With an aging population, sarcopenia diagnosis models hold significant potential for clinical application. Moving forward, we will focus on improving the model’s accuracy and clinical applicability through several steps. First, enhancing data quality, optimizing algorithms, optimizing image processing techniques, and developing automatic segmentation techniques will help improve the model’s accuracy and reliability. Second, incorporating more imaging and clinical data, such as CT data and laboratory biomarkers, will enhance the model’s multidimensional predictive capabilities. Third, expanding the sample size to include diverse populations in terms of age, gender, ethnicity, and health status will ensure broader applicability and generalizability. Fourth, external validation across multiple centers and regions is necessary to assess the model’s performance in different populations and improve its clinical adaptability. Finally, beyond the CNNs applied in this study, advanced AI techniques hold promise for improving sarcopenia assessments. For instance, self-supervised learning can mitigate the limitations of labeled data by leveraging large-scale unlabeled ultrasound images for pretraining, enhancing model generalizability. Federated learning enables multicenter collaboration without compromising data privacy, promoting robust and diverse model training [33]. Additionally, the combination of medical imaging with large language models for contextual understanding and predictive analysis could further enhance personalized sarcopenia risk assessment [34]. These advancements, combined with ongoing improvements in data quality and standardization, and the collaboration of physicians and engineers, have the potential to enhance the accuracy and clinical utility of sarcopenia assessments.

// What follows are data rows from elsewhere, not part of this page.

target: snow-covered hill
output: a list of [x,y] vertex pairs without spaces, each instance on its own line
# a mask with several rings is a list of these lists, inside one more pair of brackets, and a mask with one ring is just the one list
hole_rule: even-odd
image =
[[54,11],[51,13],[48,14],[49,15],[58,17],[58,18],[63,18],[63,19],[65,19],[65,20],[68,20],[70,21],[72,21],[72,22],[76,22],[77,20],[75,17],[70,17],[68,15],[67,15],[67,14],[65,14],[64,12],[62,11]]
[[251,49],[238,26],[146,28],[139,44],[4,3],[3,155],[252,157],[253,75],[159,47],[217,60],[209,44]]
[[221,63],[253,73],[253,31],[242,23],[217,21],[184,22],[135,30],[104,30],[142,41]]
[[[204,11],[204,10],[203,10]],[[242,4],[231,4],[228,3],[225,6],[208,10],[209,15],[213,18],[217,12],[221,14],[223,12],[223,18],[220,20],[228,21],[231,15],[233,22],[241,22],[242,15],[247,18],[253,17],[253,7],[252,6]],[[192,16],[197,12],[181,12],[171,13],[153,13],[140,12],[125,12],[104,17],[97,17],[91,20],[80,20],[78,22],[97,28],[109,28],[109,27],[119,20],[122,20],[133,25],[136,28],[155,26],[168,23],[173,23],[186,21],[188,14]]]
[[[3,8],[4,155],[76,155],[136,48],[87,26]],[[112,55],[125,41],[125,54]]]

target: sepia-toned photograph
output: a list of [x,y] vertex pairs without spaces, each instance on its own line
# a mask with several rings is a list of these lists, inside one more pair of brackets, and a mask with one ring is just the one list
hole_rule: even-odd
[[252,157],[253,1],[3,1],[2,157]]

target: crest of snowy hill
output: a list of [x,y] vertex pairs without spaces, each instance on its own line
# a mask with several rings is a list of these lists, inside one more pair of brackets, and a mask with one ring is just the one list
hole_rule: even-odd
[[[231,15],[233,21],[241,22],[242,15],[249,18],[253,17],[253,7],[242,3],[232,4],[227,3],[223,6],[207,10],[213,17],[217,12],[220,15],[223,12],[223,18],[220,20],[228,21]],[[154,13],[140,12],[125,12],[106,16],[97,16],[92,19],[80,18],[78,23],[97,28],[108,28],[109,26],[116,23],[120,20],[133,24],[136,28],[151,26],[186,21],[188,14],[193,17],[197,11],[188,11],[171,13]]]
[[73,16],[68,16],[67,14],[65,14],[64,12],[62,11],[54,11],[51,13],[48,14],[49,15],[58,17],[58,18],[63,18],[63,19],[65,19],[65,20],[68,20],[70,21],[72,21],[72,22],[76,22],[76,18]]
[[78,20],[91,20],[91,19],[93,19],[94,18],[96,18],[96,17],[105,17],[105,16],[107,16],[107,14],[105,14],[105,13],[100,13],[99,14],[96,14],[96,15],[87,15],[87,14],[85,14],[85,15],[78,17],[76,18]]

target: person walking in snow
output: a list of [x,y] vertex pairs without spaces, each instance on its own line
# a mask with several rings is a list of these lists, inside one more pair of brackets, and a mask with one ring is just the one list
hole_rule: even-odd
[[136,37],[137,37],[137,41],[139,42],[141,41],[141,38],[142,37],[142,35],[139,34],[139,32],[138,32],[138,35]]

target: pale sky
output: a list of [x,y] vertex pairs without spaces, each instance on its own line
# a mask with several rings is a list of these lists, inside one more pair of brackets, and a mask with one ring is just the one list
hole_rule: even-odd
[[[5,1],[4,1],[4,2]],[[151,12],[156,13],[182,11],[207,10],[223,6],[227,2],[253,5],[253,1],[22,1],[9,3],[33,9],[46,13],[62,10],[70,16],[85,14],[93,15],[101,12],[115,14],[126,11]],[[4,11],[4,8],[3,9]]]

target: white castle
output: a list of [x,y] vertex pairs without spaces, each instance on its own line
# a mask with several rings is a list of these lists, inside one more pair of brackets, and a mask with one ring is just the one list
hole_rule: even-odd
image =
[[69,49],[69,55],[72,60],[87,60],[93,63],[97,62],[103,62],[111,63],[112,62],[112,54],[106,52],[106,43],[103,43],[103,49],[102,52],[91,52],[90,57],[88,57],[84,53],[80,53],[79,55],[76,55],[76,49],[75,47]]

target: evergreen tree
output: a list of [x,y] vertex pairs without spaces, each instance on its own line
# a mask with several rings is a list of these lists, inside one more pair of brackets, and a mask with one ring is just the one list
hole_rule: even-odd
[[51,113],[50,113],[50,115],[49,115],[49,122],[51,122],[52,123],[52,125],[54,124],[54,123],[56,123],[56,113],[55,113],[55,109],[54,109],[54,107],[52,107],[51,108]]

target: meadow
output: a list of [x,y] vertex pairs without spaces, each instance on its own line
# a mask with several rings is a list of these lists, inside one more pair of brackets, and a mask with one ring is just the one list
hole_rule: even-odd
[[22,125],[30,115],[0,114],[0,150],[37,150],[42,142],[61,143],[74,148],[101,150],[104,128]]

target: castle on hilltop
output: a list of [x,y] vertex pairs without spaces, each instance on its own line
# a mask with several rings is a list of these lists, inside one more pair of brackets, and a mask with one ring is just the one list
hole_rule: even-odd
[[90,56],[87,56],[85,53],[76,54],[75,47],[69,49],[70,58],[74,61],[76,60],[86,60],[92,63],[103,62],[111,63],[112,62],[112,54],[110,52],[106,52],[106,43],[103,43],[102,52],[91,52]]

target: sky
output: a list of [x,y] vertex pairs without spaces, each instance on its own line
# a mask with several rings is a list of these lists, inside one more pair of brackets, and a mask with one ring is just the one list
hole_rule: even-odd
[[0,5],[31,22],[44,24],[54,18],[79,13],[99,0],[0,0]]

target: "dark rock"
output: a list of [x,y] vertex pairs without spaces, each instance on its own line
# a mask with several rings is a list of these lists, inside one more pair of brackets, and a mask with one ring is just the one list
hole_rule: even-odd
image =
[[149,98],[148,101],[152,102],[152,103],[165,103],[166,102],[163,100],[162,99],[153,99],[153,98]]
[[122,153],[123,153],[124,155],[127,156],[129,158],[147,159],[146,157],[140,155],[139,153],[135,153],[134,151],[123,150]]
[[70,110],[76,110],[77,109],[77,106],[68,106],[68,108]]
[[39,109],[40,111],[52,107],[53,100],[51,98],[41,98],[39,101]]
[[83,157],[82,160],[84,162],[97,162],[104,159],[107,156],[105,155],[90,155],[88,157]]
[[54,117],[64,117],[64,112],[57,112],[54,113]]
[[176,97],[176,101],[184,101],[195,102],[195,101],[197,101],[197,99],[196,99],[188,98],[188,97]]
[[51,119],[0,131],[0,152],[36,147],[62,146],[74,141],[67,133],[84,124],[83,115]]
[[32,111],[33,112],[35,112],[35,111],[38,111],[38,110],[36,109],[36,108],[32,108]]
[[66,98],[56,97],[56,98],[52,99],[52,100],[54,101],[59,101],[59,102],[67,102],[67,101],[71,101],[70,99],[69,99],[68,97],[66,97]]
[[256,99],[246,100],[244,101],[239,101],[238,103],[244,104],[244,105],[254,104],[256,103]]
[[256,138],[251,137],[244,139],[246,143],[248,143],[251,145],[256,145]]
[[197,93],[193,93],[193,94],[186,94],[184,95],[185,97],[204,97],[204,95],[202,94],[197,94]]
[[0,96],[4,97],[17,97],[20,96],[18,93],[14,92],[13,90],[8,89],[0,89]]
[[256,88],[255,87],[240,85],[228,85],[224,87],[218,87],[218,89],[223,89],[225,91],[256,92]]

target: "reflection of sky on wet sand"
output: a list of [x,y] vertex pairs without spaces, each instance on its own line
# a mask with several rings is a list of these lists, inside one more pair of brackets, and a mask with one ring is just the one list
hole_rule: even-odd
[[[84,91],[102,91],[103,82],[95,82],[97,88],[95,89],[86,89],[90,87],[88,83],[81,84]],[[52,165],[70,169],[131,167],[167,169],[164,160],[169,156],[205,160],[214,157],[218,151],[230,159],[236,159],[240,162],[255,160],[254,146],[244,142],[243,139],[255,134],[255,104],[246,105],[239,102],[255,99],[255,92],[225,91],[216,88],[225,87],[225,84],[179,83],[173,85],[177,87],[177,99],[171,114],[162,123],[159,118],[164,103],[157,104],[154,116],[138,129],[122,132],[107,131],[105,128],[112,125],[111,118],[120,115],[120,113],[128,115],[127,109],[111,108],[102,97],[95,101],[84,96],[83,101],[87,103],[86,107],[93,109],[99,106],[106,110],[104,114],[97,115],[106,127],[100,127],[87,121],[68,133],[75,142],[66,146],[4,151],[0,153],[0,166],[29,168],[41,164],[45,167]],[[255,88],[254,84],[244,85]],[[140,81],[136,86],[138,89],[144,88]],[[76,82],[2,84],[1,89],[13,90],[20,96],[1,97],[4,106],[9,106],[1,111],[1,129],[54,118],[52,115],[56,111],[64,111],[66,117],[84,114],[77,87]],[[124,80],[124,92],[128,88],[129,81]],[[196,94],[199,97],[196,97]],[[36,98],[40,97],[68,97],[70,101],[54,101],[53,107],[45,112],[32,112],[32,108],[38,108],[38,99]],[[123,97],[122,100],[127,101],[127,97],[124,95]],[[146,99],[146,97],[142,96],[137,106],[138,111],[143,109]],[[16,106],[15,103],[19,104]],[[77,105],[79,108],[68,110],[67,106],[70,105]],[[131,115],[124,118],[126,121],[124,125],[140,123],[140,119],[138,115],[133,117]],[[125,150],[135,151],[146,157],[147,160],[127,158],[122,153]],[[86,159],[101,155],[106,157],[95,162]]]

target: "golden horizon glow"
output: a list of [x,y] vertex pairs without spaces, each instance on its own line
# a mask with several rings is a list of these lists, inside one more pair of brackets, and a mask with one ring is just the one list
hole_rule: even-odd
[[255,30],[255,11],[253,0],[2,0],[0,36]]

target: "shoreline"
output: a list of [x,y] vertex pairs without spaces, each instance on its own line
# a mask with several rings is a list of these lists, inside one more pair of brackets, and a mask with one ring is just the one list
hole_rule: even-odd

In conclusion, ultrasound images, clinical information, and laboratory information all contributed to diagnosing sarcopenia; however, ultrasound images played a dominant role in model decision-making. Both external and proof-of-concept evaluations have demonstrated that the SARCO model can be a feasible and convenient solution for diagnosing sarcopenia. This advancement holds promise for large-scale sarcopenia screening and health care management of older individuals in clinical or community settings.